Learn why you might need to manage user consent for Analytics on your website or app and how to manage it.
Why manage user consent
Websites and apps that use Google Analytics gather and store information about website visitor and app user behavior. People increasingly expect to control the data they share about themselves online, and Google provides tools for you to respect your users’ choices.
Many countries and regions have laws that require websites and apps to get their users’ consent to store information about them. These laws vary by jurisdiction and change over time. It is your responsibility to understand the laws that affect you and to implement consent management solutions on your website or app that meet their requirements.
How to manage consent
Managing user consent requires the following:
- Obtain the user’s choice to grant or deny consent for storing information about their behavior.
- Communicate the user’s consent choice to Google.
- Ensure that Google tags that store or read cookies comply with the user’s choice.
Obtain consent
It is your responsibility to obtain users’ consent on your website or app. You can implement a consent banner or other custom consent solution, or use a Consent Management Platform (CMP).
Communicate consent
You must then communicate users’ choices, or consent state, to Google. Many CMPs handle sending the consent state to Google. If you implement a custom consent solution, you must implement a method to send the consent state to Google.
To communicate consent state to Google, you can use either:
Each can be implemented in a number of ways.
Ensure that tags honor consent status
When you send the consent state to Google, Google’s tags adjust how they behave based on your users’ choices. The mechanism and integration varies depending on whether your consent solution uses consent mode or TCF to communicate consent state. Both options allow Google tags to honor the user choices you send to Google.
Choose a framework to manage consent
Google consent mode and the IAB Transparency & Consent Framework are two separate frameworks that allow you to communicate consent signals.
Consent mode
Consent mode enables measurement customers to set a default consent state for each type of storage they use. When a website visitor or app user indicates their consent choices, consent mode preserves the choices across their interaction with the website or app.

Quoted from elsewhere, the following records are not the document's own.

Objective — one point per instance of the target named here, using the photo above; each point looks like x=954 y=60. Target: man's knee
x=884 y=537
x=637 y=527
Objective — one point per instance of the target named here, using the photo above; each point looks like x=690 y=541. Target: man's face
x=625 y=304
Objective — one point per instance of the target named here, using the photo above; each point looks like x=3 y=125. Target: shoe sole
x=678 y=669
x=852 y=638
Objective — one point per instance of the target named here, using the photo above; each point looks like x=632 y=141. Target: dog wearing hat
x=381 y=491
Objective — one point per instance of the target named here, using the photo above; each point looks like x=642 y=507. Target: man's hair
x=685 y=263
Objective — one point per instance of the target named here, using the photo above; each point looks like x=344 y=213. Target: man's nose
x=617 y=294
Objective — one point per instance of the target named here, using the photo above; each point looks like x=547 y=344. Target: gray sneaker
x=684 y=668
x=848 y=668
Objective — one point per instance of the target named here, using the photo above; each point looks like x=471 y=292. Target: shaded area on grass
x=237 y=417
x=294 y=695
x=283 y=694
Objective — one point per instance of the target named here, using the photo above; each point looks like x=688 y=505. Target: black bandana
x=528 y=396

For websites, consent mode causes tags with consent checks to adjust storage behavior. If a user denies consent, tags no longer store cookies but instead send pings to the Google Server as described in Consent mode behavior. This means that not all information about visitors who deny consent is lost. Pings allow Google Analytics 4 properties to model data, as described in About modeled conversions and Behavioral modeling for consent mode.
To learn how to enable consent mode, see Consent mode on websites and mobile apps.
IAB Europe Transparency & Consent Framework (TCF)
The IAB Europe Transparency & Consent Framework (TCF) is an alternative way of obtaining and tracking consent state. If your custom implementation or CMP uses the TCF to obtain consent, it passes the consent state to Google as a special TCF string. The Google tag or Tag Manager can read this string and set measurement behavior for tags with consent checks. See IAB Transparency and Consent Framework v2 and Google Analytics for more details. For those who use TCF v2.0 but are not yet registered on the IAB Europe Global Vendor List (GVL), Google provides Additional Consent Mode as described in Google’s Additional Consent Mode technical specification.
When your users deny consent with a consent solution that uses the TCF, GA4 properties can’t model data to fill in the missing information.
Other customer privacy controls
Regardless of how you manage user consent, you can also control the following:
- How to share collected data with Google. See Data sharing settings for details.
- Whether Google masks IP addresses. See IP masking in Google Analytics for details.
- The amount of time before user-level and event-level data stored by Google Analytics is automatically deleted from Analytics servers. See Data retention for details.
- Manual deletion of data from Google Analytics servers. See [GA4] Data-deletion requests or Data deletion requests (Universal Analytics) for details.
- Which accounts, products, and services an account administrator links together. Everyone with account view permissions will have access to the data from all linked accounts. See Google Analytics linking overview for details.